Dave Wedge Stays On Top Of LaGuer Case (with a twist)

Dave Wedge seems to have gotten the scoop on the fact that Patrick’s new chief of staff is one of the many prominent people to have had high praise for Ben LaGuer over the years. It seems Wedge may have had some research help from the Massachusetts Republican State Committee. (See the data from the BenLaGuer.com web site below the flip). The MRSC was there via Google at 2 p.m. and the Herald followed just under two hours later. Coincidence? You decide.

Top adviser involved in bid to free rapist

By Dave Wedge

Boston Herald Chief Enterprise Reporter

Saturday, November 18, 2006

Joan Wallace-Benjamin, tapped by Deval Patrick as his new top adviser, is a close friend of the governor-elect who joined him in the controversial failed bid to free convicted rapist Benjamin LaGuer.
  In an excerpt of a letter posted on LaGuer’s Web site, Wallace-Benjamin called the con “a talented writer, an intelligent advocate, and a man whose experience and life lessons make him a valuable member of the community.”
  Wallace-Benjamin, who will become Patrick’s chief of staff in January, stepped into the LaGuer case in 1998 amid revelations that a former parole board member, Terence McArdle, had used racial slurs. The Urban League of Massachusetts, then headed by Wallace-Benjamin, sent a letter to the board supporting LaGuer’s release.
  In a 1998 newspaper interview, Wallace-Benjamin said of the flap: “It is ironic, yet sad that once again Ben LaGuer is a victim of this kind of racial hatred in an official proceeding, and that his future is held in the balance by men like Mr. McArdle.”
  The LaGuer case became a central issue in the heated race between Patrick and Lt. Gov. Kerry Healey after it was revealed that Patrick wrote LaGuer supportive letters and backed his failed parole bids. Excerpts from Patrick’s letters, which were first reported in the Herald, have appeared in the “testimonials” section of LaGuer’s Web site alongside Wallace-Benjamin’s quote, but have been removed.
  A Patrick spokesman declined comment last night.
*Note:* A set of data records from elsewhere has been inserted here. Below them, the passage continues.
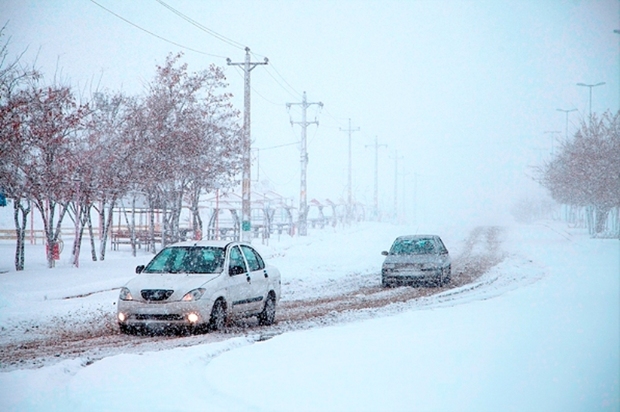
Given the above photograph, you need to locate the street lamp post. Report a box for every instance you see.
[577,82,605,121]
[557,109,577,140]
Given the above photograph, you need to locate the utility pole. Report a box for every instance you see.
[556,109,577,140]
[340,118,360,222]
[366,136,387,220]
[286,92,323,236]
[577,82,605,125]
[226,47,269,243]
[394,150,403,221]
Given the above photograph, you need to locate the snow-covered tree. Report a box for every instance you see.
[541,112,620,234]
[139,54,241,249]
[0,26,40,270]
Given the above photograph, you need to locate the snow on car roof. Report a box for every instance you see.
[167,240,243,248]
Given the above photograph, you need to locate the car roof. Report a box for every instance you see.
[396,235,439,240]
[166,240,251,248]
But here is an interesting twist:

It looks like David Wedge and Benjamin LaGuer will both be playing the role of “Defendant/Appellant” in the SJC on January 4, 2007. Take a look at the SJC Docket for ERNEST B. MURPHY vs. BOSTON HERALD, INC. & another and then go to the docket for COMMONWEALTH vs. BENJAMIN LaGUER. They are both scheduled for the same day. Wedge figures prominently in the first (he is named as a defendant along with his employer) and the second, of course, bears LaGuer’s name.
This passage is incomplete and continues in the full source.